Ecologists have learned to read this score as a health index. A thriving forest is acoustically dense. A forest in decline goes quiet in particular ways: species drop out of the soundscape before they vanish from any visual count, leaving silences that accumulate like absences in a choir. The Amazon has been narrating its own condition all along. The question has never been whether it was speaking. It has been whether we were willing to stop long enough to hear it as speech.
Sound in the Amazon is not only biological. It is cultural, and has been for as long as people have lived there. The oral traditions of the forest's peoples place sound at the centre of everything: how knowledge passes between generations, how memory holds its shape, how a community knows itself to be itself. Many Indigenous peoples communicate through whistles, through phrases carried on flutes and drums, sonic languages that move through the canopy with a precision that written language cannot replicate in those spaces. What travels through the Amazon's air is not background. It is a civilisation expressing itself in its own medium, on its own terms, in a frequency the rest of the world is only beginning to learn to hear.
This is why sound matters to the climate crisis in ways that go beyond documentation. Sound doesn't ask you to think. It arrives before thought, before judgement, before the defences. It activates memory, opens something in the body. A picture of deforestation can be absorbed and filed away. The sound of a forest that no longer exists is harder to recover from. If what we are losing has a voice, losing it means losing something we will feel as a physical absence, not just an ecological one.
A forest with a voice
In November 2025, LabVerde, the art-ecology platform founded by Lilian Fraiji in Manaus in 2013, released Amazônia Sonora alongside the opening of COP-30 in Belém. Developed in collaboration with Sounds Right and the Museum for the United Nations (UN Live), the project places five EPs of Amazonian field recordings on major streaming platforms under an arrangement that is quietly unprecedented: the forest holds the copyright, and every stream generates income that flows directly to the Indigenous and riverside communities of the Mosaico de Unidades de Conservação do Baixo Rio Negro, twelve protected areas holding the line between Manaus's expanding edge and the continuous forest beyond.
But what makes Amazônia Sonora something other than a conservation fundraiser is the insistence on who the artist is. Not LabVerde. Not the musicians. The forest. To register the Amazon as author of its own sounds is to make a claim that no legal system currently recognises and that no market has yet found a way to neutralise. It places the non-human inside a category we have used for centuries to determine whose voice counts, whose work has value, who deserves to be heard. The forest has always been producing culture. This project simply refuses to pretend otherwise.

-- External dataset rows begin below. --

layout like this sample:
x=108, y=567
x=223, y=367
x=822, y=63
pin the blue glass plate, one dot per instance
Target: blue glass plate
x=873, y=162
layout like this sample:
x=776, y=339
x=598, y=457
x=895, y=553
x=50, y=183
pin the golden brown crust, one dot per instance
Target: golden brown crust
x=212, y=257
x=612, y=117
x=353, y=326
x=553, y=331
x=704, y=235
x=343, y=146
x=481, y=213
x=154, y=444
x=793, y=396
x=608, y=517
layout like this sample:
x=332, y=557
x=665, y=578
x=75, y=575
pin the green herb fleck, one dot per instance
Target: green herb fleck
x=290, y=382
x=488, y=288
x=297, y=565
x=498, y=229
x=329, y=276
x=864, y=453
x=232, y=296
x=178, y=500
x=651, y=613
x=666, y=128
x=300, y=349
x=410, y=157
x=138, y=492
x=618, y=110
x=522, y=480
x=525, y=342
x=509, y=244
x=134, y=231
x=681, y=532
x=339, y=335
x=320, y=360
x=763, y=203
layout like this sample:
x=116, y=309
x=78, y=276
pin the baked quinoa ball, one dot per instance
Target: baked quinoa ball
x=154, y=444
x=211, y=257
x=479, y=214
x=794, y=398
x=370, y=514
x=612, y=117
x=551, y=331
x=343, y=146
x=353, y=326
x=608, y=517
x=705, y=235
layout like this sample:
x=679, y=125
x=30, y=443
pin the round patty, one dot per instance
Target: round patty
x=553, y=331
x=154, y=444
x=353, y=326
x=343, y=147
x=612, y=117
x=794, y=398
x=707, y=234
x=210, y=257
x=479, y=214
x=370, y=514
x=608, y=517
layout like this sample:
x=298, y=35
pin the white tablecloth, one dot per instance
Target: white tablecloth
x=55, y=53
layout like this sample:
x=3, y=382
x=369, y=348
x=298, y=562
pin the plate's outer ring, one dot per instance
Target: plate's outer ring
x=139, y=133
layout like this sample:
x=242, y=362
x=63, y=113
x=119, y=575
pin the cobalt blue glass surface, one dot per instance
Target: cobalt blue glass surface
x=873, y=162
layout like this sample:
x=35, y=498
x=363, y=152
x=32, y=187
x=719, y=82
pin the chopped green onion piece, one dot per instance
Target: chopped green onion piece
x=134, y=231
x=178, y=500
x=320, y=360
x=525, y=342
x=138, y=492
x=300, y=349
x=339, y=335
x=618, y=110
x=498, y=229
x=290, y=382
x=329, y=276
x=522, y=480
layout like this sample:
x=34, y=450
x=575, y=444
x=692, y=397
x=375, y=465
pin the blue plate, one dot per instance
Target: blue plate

“ In Amazonian forests, you do not ever see most species; rather, you hear them. Sonic communication throughout these ecosystems is crucial to ecosystem resilience. The contrasts in soundscapes across time and space are striking; some species call from the high canopy; others from the ground; some at the water’s edge, and others near forest openings from treefalls. The shifts at dawn are especially magnificent: ethereal in some moments and exuberant in others. A broad spectrum of human sounds, or anthrophony, are also common in Amazonian ecosystems.”
The forest as author
The recordings, made by musicians Lisa Schonberg and Marlon Wirawasu, move through registers most listeners have never encountered. Rain falling from clouds the forest itself generated. Rivers whose acoustic signature is shaped by the chemistry of water and the life it carries. The dawn chorus in which every voice of the canopy finds its frequency at once. And further, into the frequencies below human hearing, where ants and termites and beetles have been exchanging information through soil and root systems since long before our species existed. We did not discover these conversations when we built instruments to detect them. We became, for the first time, partially capable of hearing what had always been said.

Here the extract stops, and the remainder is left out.